Background and Overview
This project seeks to leverage Exploratory Data Analysis including visualization, feature analysis, and basic aggregations. As a small company, NEWCO is looking for where best to allocate future marketing dollars to see overindexed return on advertising spend. Analyzing the 12-month sales data (synthetic generated data) provides a solution for guiding future marketing tests towards this end. In addition to Python EDA, Tableau has been utilized to view location & customer data for Sales Representatives to contact, and/or create custom lists for promotion geared towards new sales.
See the full Tableau visualization here
Data Structure Overview
The dataset contains 8 features and 500 observations. The 8 features include string, integer and categorical data types.
Executive Summary
As a Data Analyst & Strategist tasked with providng reccomendations to NEWCO’s founder, the EDA on current e-commerce sales resulted in a relevant action plan that can be iterated in the future. From the analysis, the top 10 States by Sales Volume represented $30k in sales, while also having an evenly distributed number of customers (no outliers). Because of this, allocating higher advertising towards these regions should be tested for improved ROAS vs. underperforming states.
In addition to adjusting advertising targeting, the Sales Analysis creates segmentation of the top 20% of purchasers for the company, representing a highly engaged audience for customized marketing campaigns and / or for sales reps.
Lastly, the insights able to be generated are limited by the features and current dataset.

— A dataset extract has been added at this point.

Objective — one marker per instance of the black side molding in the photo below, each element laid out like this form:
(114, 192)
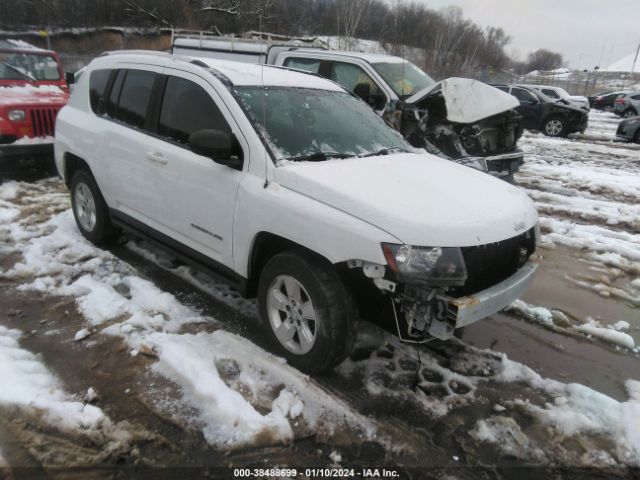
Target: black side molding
(179, 250)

Future customer surveys and / or data collection can be leveraged to offer new opportunities to analyze performance, while further guiding advertising targeting.
Insights Deep Dive
View the full Python EDA in Jupyter Notebook here:
Key Performance Indicators:
- Mean purchase amount was $2,500
- Minimum purchase amount: $9
- Maximum purchase amount: $4,992
- 20th percentile: $1,082
- 80th percentile: $3,950
- Total Sales: $1,250,143
Analyzing Sales Volume by Categories
Seasonality doesn’t play a factor as sales volume is relatively even across seasons.
Promotional activity also doesn’t affect sales volume as it is evenly distributed:
However, region affects sales performance, with 3 regions leading total sales volume:
Given these factors, the Python file creates a list of customers above the 80th percentile, representing highest purchasers.
Additionally, the top 10 states all have above 30k in sales revenue, while not having outliers in terms of total number of customers, representing best advertising targets for future tests.
Recommendations
To maximize return on advertising spend, Region & State are the best opportunities to focus future advertising spend on the best performers.
The Top 10 States from this analysis each drove $30k in sales, and improved advertising in the states should be tested for higher ROI than other regions.
- The current dataset does not include data on repeat customers, demographic data, or sales channel - all of which could be additional factors to investigate for additional marketing optimization.
- Testing on our initial assumptions can be done in parallel with additional data collection. The recommendation to NEWCO would be to allocate a higher percentage of advertising spend towards the top 10 states, while also running promotional campaigns customer wide for surveys to collect additional data. This survey data can also be leveraged to guide brand marketing activities (outside of performance marketing).